MYTHOS ODER WAHRHEIT: SCHWITZEN DURCH FALSCHE ERNÄHRUNG?

Stimmt es, dass eine falsche Ernährung zu Schweissausbrüchen führt? Schwitzen wir wirklich mehr von Schokolade, Koffein & co.? Um übermässige Transpiration zu verringern, sollte man beim Essen einige Dinge beachten.

Viele Menschen kommen nach dem Genuss einer deftig-scharfen Pizza Diavolo ins Schwitzen. Nicht selten sind Schweißperlen auf der Stirn, feuchte Hände oder Flecken unter den Achseln die Folge einer solchen pikanten Mahlzeit. Fakt ist, dass die Ernährung Einfluss auf Schweiß und Körpergeruch hat. Manche Speisen kurbeln die Schweißproduktion an und sorgen für vermehrtes Schwitzen.

Aber: Mit der richtigen Ernährung und dem Verzicht auf gewisse Produkte kann man übermäßiges Achselschwitzen reduzieren. Eine Ernährungsumstellung kann auch der erste Schritt sein, hyperaktive Schweißdrüsen zu beruhigen.
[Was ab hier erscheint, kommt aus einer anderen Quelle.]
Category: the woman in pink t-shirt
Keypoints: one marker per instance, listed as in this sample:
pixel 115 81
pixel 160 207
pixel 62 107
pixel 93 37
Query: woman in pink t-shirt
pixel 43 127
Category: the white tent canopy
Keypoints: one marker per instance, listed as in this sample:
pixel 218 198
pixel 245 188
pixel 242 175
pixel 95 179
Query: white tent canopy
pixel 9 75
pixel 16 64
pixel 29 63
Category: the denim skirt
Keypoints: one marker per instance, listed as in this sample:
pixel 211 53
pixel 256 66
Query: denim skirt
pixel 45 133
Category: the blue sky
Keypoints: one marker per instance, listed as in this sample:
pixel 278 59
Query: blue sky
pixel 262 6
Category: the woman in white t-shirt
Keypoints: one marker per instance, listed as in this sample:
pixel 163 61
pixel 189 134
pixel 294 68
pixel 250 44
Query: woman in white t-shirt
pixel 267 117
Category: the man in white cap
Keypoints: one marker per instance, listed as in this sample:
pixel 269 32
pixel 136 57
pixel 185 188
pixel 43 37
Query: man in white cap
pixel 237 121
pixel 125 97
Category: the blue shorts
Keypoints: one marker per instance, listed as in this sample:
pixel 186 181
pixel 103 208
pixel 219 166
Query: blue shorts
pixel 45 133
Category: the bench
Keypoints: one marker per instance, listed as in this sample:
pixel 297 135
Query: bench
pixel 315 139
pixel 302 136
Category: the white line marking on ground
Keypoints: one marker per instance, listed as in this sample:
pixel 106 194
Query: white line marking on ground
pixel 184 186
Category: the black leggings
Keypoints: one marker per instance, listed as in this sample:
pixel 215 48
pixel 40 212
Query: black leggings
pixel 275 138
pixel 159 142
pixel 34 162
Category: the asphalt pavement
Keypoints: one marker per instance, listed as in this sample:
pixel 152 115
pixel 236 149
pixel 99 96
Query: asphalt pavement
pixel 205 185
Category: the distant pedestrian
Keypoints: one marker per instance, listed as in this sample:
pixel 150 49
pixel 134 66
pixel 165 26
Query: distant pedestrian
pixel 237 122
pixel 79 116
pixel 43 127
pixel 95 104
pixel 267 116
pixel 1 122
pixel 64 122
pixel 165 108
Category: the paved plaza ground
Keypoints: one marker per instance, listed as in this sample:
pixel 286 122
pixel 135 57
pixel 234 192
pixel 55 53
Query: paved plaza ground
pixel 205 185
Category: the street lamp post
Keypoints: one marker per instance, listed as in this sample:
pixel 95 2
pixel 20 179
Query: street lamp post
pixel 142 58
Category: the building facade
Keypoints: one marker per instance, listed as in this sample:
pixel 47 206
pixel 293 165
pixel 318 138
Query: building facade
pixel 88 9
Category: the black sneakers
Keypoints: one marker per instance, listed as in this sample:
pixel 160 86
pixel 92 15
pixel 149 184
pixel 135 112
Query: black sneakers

DIESE SPEISEN SORGEN FÜR SCHWEISSAUSBRÜCHE

Fast Food, Schokolade, Fertigkost, aber auch Weißbrot haben sehr geringe Ballaststoffwerte. Außerdem fehlt es ihnen an den nötigen Enzymen für eine gut funktionierende Verdauung. Das Resultat: Der Körper muss doppelt so hart arbeiten, um die süße oder fettige Speise zu verarbeiten. Dazu braucht er eine höhere Energiemenge, die die Körpertemperatur ansteigen lässt und zu verstärktem Schwitzen führt.

SCHARFE GERICHTE STEIGERN DIE KÖRPERTEMPERATUR

Auch scharfe Speisen führen zu einer verstärkten Transpiration. Schuld ist das in vielen Paprikasorten natürlich vorkommende Alkaloid mit dem Namen Capsaicin. Während des Essens „denkt“ der Körper, dass die Körpertemperatur steigt. Das ist aber ein Fehlalarm. So werden die Schweißdrüsen aktiviert und der Schweiß beginnt automatisch zu fließen.

KOFFEIN ALS SCHWEISSTREIBER

Der Kaffee am Morgen wirkt nicht nur als Kickstarter in den Tag, sondern regt auch die Schweißdrüsen an. Das liegt daran, dass Koffein ein Reizmittel ist. Es stimuliert das zentrale Nervensystem und erhöht die Herzfrequenz sowie den Blutdruck. Das wiederum aktiviert die Schweißdrüsen und führt zu einem vermehrten Schwitzen.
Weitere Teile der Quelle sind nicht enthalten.